For those who don't know, the Patient Protection and Affordable Care Act (PPACA) creates insurance exchanges through which certain individuals and families will receive federal subsidies that reduce the cost of purchasing health insurance coverage. An exchange must be a governmental agency or nonprofit entity that is established by a state. Kaiser has a super useful summary of the law here: EXPLAINING HEALTH CARE REFORM: Questions About Health Insurance Exchange

Employers with more than 50 employees must offer health insurance or pay a per-worker penalty when workers obtain subsidized coverage through the exchanges. Hardcore wonks can read more about these subsidies courtesy of the CBO in the tantalizing page-turner Additional Information About CBO’s Baseline Projections of Federal Subsidies for Health Insurance Provided Through Exchanges.

I presume most plans sold through health insurance exchanges will include some type of pharmacy benefit, implying that Pharmacy Benefit Managers (PBMs) are the most likely candidates for managing these benefits as I noted last year in Health Reform: Impact on Drug Channels.

WHAT WILL HAPPEN?

McKinsey surveyed 1,300 employers to forecast how the mix of subsidies and penalties will affect employer-sponsored insurance (ESI).
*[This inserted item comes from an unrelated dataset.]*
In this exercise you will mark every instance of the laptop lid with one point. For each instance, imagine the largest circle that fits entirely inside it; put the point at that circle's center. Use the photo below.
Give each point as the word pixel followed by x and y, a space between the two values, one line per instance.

They project that many more employers will drop coverage than the CBO projects, thereby implying much greater usage of exchanges.

McKinsey thoughtlessly omitted any easy-to-follow color graphics, so I put together the chart below to illustrate the alternate projection implied by the article. Click the chart to enlarge it.

A couple of comments on the data:
  • The CBO data come from its March 30, 2011, congressional testimony in Analysis of the Major Health Care Legislation Enacted in March 2010.
  • McKinsey’s data comes from the survey results described in the article. Since the article doesn’t specify a precise year, I assume 2016 because that’s when the CBO projects exchanges to be fully-implemented. McKinsey’s article discusses the “% of employers dropping coverage,” which I have simplistically translated into “% of employees with coverage via exchanges” (with a tweak to account for employer size).
Here are some nuggets that caught my attention:
  • 45 to 50 percent of employers say they will definitely or probably pursue alternatives to ESI in the years after 2014. Those alternatives include dropping coverage, offering it through a defined-contribution model, or in effect offering it only to certain employees.
  • To make up for lost medical insurance, most employers that drop ESI will increase employee compensation in other ways, such as salary and other benefits like vacation time, retirement, or health-management programs. Employees think this will happen, too.
  • At least 30 percent of employers would benefit economically by dropping health coverage even if they make employees 100 percent whole.
All in all, a thought-provoking article about another possible unanticipated outcome from last year's healthcare reform legislation.